The 2016 Southeastern United States gasoline shortage was a phenomenon caused by the 2016 Colonial Pipeline Leak and the resulting panic buying in which many gas stations across six states had entirely run out of gasoline, causing price hikes, halts of services, and several declarations of states of emergency.

On Monday, September 12, 2016, a leak occurred in Shelby County, Alabama, spilling an estimated 350,000 US gallons of summer-grade gasoline, requiring a partial shutdown of the pipeline, and causing gas shortages in much of the Southeastern United States. Six states were affected (Alabama, Georgia, Tennessee, North Carolina, South Carolina, and Virginia), with Alabama, Tennessee, North Carolina and Georgia declaring states of emergency. These declarations eliminated certain size and weight restrictions on vehicles carrying gasoline, and the hours during which they are allowed to deliver.

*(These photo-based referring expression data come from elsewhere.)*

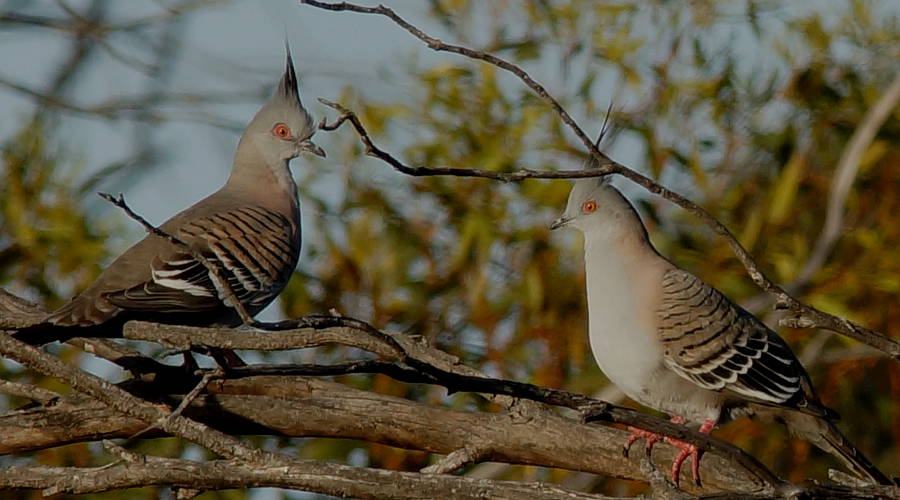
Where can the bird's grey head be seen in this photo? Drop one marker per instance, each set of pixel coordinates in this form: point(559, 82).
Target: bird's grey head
point(282, 129)
point(595, 205)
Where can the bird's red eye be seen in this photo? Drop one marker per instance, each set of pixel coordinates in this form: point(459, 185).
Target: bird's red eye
point(281, 131)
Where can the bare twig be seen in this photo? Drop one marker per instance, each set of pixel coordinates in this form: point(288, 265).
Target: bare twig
point(605, 166)
point(188, 399)
point(372, 150)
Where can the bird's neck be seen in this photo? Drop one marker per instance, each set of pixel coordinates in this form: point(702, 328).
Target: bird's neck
point(273, 178)
point(617, 266)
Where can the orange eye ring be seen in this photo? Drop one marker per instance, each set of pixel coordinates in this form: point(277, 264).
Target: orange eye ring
point(281, 131)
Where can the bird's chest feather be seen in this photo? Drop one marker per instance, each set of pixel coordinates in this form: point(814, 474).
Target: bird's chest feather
point(620, 324)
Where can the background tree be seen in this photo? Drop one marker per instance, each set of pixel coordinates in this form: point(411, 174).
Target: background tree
point(746, 107)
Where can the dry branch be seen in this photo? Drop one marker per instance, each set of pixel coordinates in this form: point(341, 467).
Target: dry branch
point(803, 313)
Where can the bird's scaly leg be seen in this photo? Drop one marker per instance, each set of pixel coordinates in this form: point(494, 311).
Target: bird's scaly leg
point(688, 450)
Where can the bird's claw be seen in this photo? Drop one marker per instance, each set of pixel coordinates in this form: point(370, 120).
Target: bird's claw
point(687, 450)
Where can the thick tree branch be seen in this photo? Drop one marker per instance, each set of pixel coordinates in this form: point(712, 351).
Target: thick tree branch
point(806, 314)
point(332, 479)
point(308, 407)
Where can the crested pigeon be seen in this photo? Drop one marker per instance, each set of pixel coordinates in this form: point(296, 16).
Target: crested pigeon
point(249, 229)
point(675, 344)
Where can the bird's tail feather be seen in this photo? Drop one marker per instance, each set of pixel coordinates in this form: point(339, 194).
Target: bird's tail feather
point(826, 436)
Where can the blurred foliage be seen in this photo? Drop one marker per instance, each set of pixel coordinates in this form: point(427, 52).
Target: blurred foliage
point(744, 106)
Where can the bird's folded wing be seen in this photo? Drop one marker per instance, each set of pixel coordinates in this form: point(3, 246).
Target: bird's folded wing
point(254, 249)
point(718, 345)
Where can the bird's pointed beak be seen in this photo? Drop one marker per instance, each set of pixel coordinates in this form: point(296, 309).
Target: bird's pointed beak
point(560, 222)
point(313, 148)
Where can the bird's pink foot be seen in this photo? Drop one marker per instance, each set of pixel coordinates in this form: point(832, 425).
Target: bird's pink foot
point(688, 450)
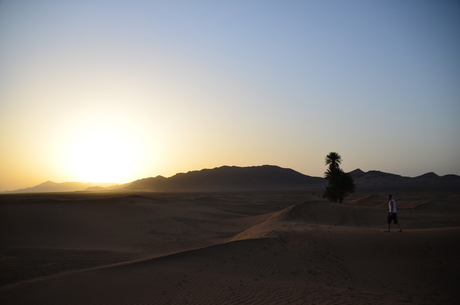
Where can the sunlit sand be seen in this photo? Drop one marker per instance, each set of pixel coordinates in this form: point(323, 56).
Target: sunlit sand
point(228, 248)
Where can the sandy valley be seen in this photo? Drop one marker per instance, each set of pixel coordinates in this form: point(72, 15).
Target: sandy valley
point(286, 247)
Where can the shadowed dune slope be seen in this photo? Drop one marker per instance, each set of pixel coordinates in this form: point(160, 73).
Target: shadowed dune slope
point(265, 248)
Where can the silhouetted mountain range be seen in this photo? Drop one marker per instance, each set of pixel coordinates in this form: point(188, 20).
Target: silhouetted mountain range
point(266, 177)
point(227, 178)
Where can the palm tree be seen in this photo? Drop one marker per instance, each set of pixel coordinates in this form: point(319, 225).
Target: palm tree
point(340, 184)
point(333, 159)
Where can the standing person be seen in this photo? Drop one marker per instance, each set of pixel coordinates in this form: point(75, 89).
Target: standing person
point(392, 213)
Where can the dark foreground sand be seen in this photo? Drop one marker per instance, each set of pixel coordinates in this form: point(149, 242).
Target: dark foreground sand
point(233, 248)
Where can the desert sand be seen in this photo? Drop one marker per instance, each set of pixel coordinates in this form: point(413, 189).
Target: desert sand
point(228, 248)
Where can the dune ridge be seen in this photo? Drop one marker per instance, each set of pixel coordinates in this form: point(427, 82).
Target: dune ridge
point(229, 248)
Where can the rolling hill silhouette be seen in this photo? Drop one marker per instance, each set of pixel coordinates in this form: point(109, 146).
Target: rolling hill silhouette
point(266, 177)
point(228, 178)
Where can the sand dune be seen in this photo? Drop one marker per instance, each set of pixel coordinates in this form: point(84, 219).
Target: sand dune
point(227, 248)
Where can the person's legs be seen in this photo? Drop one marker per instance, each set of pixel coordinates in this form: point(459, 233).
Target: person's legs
point(396, 222)
point(389, 222)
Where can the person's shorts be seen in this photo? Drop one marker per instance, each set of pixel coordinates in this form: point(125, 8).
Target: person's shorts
point(394, 217)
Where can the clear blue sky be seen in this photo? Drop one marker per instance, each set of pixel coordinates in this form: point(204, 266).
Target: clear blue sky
point(122, 90)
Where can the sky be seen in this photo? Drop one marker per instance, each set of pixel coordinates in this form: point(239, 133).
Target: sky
point(117, 91)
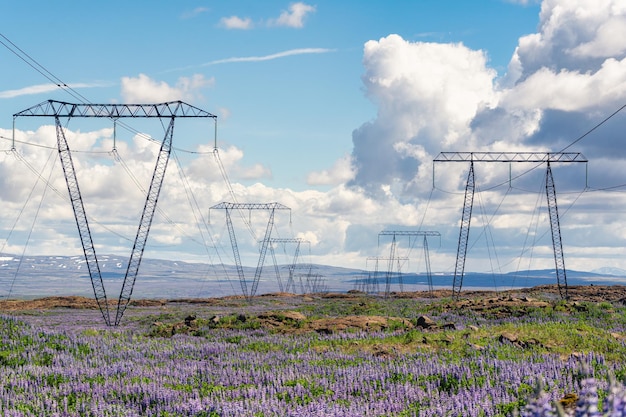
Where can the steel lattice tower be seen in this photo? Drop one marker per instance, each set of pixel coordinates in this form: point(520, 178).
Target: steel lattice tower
point(394, 258)
point(535, 157)
point(169, 110)
point(228, 207)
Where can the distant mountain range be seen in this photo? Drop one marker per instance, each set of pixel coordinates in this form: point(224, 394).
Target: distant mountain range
point(38, 276)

Many gas stations in the affected regions entirely ran out of gas. Panic buying greatly contributed to this.

== History ==
The Colonial Pipeline leak in Shelby County, Alabama was first detected on September 9. By September 17, the affected regions began experiencing gas shortages due to the leak and panic buying. Colonial announced the construction of a bypass pipeline, which was completed on September 21. Whilst flow was now at optimal rates, Colonial claimed it would be "several days" before processed fuel reached and replenished affected areas.

== Government response ==
On September 13, Georgia governor Nathan Deal declared a state of emergency. On September 15, Alabama governor Robert J. Bentley declared a state of emergency. The pipeline was shut down on September 16, and federal regulators began investigating the cause of the leak. North Carolina governor Pat McCrory, Tennessee governor Bill Haslam and South Carolina governor Nikki Haley all declared states of emergency, allowing fuel tankers to work longer hours to maintain the availability of gasoline.

On September 21, the states of North Carolina and Virginia declared their states of emergency over upon the news of the Colonial Pipeline's completion of the bypass.